Tokyo shares climbed Monday for a third straight session as global investors cheered healthy US jobs data, while the impact of a cronyism scandal dogging Japan’s premier appeared limited.

The benchmark Nikkei 225 index rose 1.65 percent, or 354.83 points, to close at 21,824.03, while the broader Topix index advanced 1.51 percent, or 25.82 points, to 1,741.30.

“The US jobs data boosted market sentiment,” Toshikazu Horiuchi, a broker at IwaiCosmo Securities, told AFP.


Okasan Online Securities also said in a note to clients: “The Tokyo bourse this week is likely to try rebounding. The US jobs data came out ‘just right.'”

The closely watched monthly US payrolls data on Friday revealed moderating wage growth compared with the January report, easing concerns that the Federal Reserve will speed its pace of interest rate hikes.

Global investors also eyed US President Donald Trump’s tariffs plans, which could spark a trade war.

But Washington is promising some exemptions, including for Mexico and Canada, making the tariffs less severe than initially feared.

Still, Trump has exchanged sharp words with European officials over the issue.
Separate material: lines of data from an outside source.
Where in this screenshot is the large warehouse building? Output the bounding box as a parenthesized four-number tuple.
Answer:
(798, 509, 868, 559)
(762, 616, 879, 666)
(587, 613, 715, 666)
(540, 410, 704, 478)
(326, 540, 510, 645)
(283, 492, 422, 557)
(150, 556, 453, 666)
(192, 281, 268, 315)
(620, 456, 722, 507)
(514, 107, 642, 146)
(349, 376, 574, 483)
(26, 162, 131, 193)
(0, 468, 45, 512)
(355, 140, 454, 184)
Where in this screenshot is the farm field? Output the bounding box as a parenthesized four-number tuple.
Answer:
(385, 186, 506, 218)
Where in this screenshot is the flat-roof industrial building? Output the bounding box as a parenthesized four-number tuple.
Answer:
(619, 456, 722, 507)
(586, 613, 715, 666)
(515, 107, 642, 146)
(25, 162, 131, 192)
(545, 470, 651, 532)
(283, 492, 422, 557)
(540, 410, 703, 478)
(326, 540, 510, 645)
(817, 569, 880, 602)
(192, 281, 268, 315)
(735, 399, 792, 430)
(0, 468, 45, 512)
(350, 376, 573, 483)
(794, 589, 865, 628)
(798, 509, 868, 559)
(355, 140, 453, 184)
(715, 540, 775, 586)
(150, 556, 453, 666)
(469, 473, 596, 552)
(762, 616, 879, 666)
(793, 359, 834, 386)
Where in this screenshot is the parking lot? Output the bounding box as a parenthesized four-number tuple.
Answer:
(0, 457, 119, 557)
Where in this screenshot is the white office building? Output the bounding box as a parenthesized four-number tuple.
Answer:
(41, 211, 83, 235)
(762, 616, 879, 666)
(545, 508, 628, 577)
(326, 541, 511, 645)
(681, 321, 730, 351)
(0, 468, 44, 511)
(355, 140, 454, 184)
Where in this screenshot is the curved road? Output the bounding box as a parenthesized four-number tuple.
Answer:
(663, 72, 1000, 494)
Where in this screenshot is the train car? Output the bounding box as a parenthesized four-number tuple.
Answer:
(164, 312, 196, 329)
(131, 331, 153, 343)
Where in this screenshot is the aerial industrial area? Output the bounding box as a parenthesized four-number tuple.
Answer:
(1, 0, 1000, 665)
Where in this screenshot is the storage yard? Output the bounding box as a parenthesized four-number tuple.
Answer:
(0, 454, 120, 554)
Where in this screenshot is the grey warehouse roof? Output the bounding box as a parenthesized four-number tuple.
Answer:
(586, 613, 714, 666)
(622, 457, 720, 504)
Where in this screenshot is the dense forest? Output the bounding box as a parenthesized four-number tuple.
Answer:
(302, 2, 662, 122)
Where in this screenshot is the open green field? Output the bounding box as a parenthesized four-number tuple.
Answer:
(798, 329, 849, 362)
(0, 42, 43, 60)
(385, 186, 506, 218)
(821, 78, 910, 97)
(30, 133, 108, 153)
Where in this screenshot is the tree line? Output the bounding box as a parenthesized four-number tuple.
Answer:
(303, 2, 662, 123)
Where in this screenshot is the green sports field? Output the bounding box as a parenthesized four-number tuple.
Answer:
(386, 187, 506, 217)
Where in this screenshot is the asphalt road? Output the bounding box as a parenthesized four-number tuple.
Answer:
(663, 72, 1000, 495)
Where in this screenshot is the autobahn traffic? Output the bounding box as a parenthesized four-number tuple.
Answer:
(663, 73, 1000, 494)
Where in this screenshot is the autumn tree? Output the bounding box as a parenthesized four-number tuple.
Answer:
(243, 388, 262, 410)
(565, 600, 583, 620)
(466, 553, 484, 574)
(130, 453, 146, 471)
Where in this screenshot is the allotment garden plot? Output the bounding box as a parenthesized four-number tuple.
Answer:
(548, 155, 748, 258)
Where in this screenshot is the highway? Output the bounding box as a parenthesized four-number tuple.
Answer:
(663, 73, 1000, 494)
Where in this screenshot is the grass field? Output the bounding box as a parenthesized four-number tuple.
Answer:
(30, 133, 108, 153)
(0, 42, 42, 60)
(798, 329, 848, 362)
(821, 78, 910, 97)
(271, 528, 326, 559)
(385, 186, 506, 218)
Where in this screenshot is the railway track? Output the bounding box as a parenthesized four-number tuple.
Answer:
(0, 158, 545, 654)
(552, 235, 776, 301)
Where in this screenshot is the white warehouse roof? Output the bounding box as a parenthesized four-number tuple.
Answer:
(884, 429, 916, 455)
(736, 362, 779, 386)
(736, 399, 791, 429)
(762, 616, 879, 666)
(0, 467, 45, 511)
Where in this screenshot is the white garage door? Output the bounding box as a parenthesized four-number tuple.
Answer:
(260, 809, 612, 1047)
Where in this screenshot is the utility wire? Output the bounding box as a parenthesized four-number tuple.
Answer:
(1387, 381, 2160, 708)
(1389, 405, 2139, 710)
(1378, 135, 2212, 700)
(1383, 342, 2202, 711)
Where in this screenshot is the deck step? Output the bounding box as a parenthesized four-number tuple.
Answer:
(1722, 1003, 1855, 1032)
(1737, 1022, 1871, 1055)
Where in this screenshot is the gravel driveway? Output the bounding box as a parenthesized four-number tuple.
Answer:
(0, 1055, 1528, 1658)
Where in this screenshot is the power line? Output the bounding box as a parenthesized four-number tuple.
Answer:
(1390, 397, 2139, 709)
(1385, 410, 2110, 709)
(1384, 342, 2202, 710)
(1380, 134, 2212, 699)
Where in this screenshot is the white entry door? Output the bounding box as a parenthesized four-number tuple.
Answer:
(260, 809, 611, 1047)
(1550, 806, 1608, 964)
The market is also enjoying easing geopolitical tension, with Trump agreeing to meet North Korean leader Kim Jong Un by the end of May.

“We cannot say there is no concern over issues related to (US metal) trade and the talks between the US and North Korea. But we still believe a rebound is likely,” Okasan Online said.

The market largely ignored a cronyism scandal in Japan as Finance Minister Taro Aso admitted official documents had been altered but said he did not intend to step down.

“Investors are concerned about the scandal but the impact is so far limited as it is unlikely to lead to Abe’s resignation,” broker Horiuchi said.

Abe’s government has faced mounting pressure in recent days over the 2016 sale of state-owned land to one of his supporters at a price well below market value.

The dollar edged down to 106.64 yen, from 106.78 yen in New York Friday but is still up from the 105 yen levels seen last week.

Toyota jumped 2.45 percent to 6,958 yen, while Panasonic rose 2.72 percent to 1,679.5 yen, but Sony lost 1.74 percent to 5,299 yen.

Mitsubishi UFJ Financial Group added 2.10 percent to 732.2 yen and rival Sumitomo Mitsui Financial jumped 2.43 percent to 4,628 yen.